No. 22 – Kentucky Wildcats
- Position: Power forward / small forward
- Conference: Southeastern Conference

Personal information
- Born: September 22, 2004 (age 21)
- Listed height: 6 ft 9 in (2.06 m)
- Listed weight: 220 lb (100 kg)

Career information
- High school: Pewaukee (Pewaukee, Wisconsin)
- College: Iowa State (2023–2026); Kentucky (2026–present);

Career highlights
- Second-team All-Big 12 (2026); Big 12 All-Freshman team (2024); Co-Wisconsin Mr. Basketball (2023);

= Milan Momcilovic =

Serbian-American basketball player (born 2004)

Milan Momcilovic (born September 22, 2004) is an American college basketball player for the Kentucky Wildcats of the Southeastern Conference (SEC). He previously played for the Iowa State Cyclones.

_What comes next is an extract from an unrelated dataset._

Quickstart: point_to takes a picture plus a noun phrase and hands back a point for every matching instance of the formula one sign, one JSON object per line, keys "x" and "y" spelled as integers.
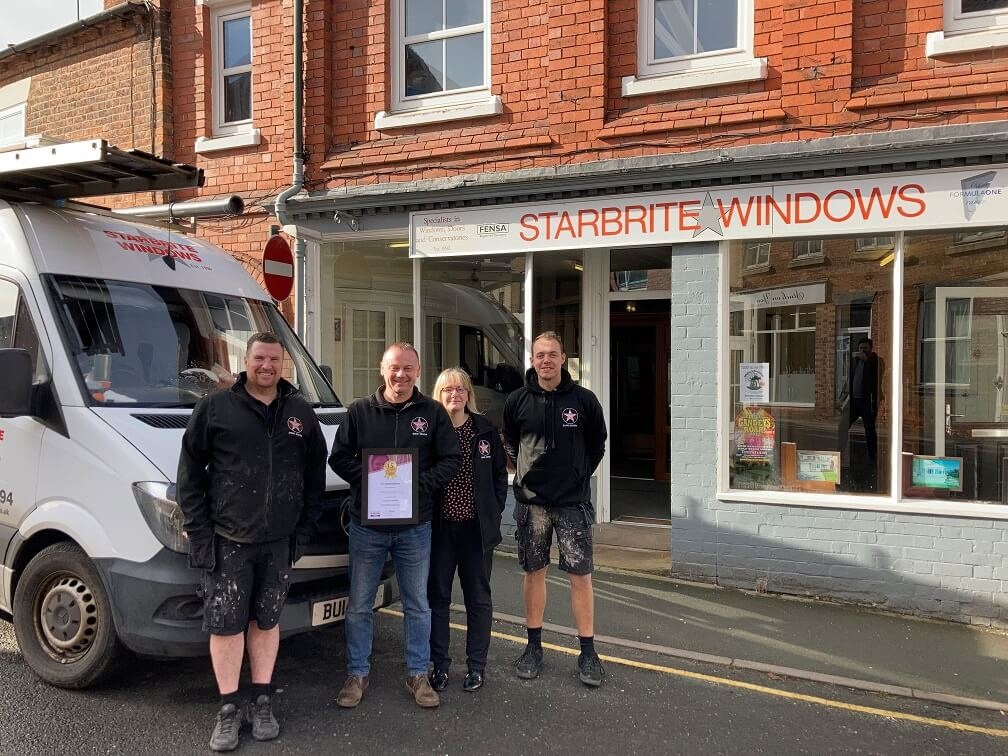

==Early life and high school==
Momcilovic grew up in Pewaukee, Wisconsin, and attended Pewaukee High School. He is of Serbian descent. Momcilovic averaged 16.7 points, 7.1 rebounds, and 2.5 assists and won the WIAA Division 2 state championship as a sophomore. Momcilovic averaged 18.1 points and 7.7 rebounds during his junior season. He was named Wisconsin Mr. Basketball after averaging 23.4 points and 10 rebounds per game during his senior season. He was rated a four-star recruit and committed to play college basketball at Iowa State over offers from Virginia, UCLA, Michigan State, Louisville, Minnesota, Creighton, and Texas.

==College career==
Momcilovic entered his freshman season at Iowa State as the Cyclones' starting power forward. In 2026 as a junior, he currently leads the NCAA in 3 point percentage. In a game against Utah during the 2025-26 season, Momcilovic set the Iowa State single-season three-point record, previously set by Dedric Willoughby. Milan announced he was going to declare for the draft during the Big 12 tournament. On April 12, 2026, Momocilovic announced that he will enter the 2026 NBA draft while entering his name in the transfer portal. On May 27, 2026, Momcilovic withdrew his name from the NBA draft. After withdrawing, Momcilovic announced he would be transferring to Kentucky four days later.

==Personal life==
Momcilovic is the son of Nick and Zorica Momcilovic. He has a brother, Luka, and a sister, Maya. He is of Serbian descent.